Carlyle’s Q2 profit misses estimates

By Echo Wang

NEW YORK (Reuters) – Private equity firm Carlyle Group reported a larger-than expected 11.7% year-on-year drop in second-quarter distributable earnings on Monday, as record revenue from management and transaction fees did not offset a big drop in performance fees.

The decline was due to Carlyle generating less cash from asset sales. This resulted in smaller profit, because Carlyle gets a cut of the cash generated as performance fees. Fees it receives for managing investors’ money jumped, but were not enough to make up the difference.

Distributable earnings, which measures cash that can be returned to shareholders, dropped to $343 million from $389 million a year earlier. This translated into after-tax distributable earnings of 78 cents per share, which fell short of the average Wall Street analyst estimate of 83 cents, according to LSEG data.

The Washington, D.C.-based firm reported fee-related earnings of $273 million, its highest ever and a 32% increase from the previous year. Its fee-related earnings margin came in at 46%, up from 34% in the same quarter last year.

Carlyle’s assets under management rose 13% from the prior quarter to $435 billion.

Carlyle’s corporate private equity funds rose 2% during the quarter, real estate funds appreciated 1%, infrastructure and natural resources funds gained 3%, and global credit funds appreciated 3%. Last month, bigger rival Blackstone reported that its core private equity funds appreciated by 2%, and opportunistic real estate funds grew by 0.3%.

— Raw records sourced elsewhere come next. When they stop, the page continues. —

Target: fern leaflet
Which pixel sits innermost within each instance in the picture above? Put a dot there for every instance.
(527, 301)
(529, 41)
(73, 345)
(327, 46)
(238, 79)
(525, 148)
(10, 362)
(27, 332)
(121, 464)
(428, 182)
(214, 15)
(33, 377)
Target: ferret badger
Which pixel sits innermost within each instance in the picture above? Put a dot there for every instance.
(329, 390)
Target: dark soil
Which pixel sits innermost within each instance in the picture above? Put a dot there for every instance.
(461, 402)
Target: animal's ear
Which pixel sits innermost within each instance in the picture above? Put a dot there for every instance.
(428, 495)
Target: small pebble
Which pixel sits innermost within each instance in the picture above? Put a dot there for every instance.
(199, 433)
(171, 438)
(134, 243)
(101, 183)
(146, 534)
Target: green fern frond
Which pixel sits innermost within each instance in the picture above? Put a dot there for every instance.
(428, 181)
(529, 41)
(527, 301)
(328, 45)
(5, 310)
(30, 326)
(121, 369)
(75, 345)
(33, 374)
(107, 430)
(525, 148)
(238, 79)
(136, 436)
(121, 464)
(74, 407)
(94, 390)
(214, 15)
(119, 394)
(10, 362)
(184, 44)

Carlyle raised $12.4 billion from investors during the quarter, primarily driven by commitments in real estate and the closing of four new collateralized loan obligations.

The alternative asset manager raised $2.8 billion for its fifth Japan buyout fund in the quarter, marking the largest Japan-focused buyout fund ever.

Carlyle spent $4 billion on new acquisitions and retained $83 billion of unspent capital. Together with private equity firm KKR, it won an auction for a $10 billion student loan book from Discover Financial Services in June.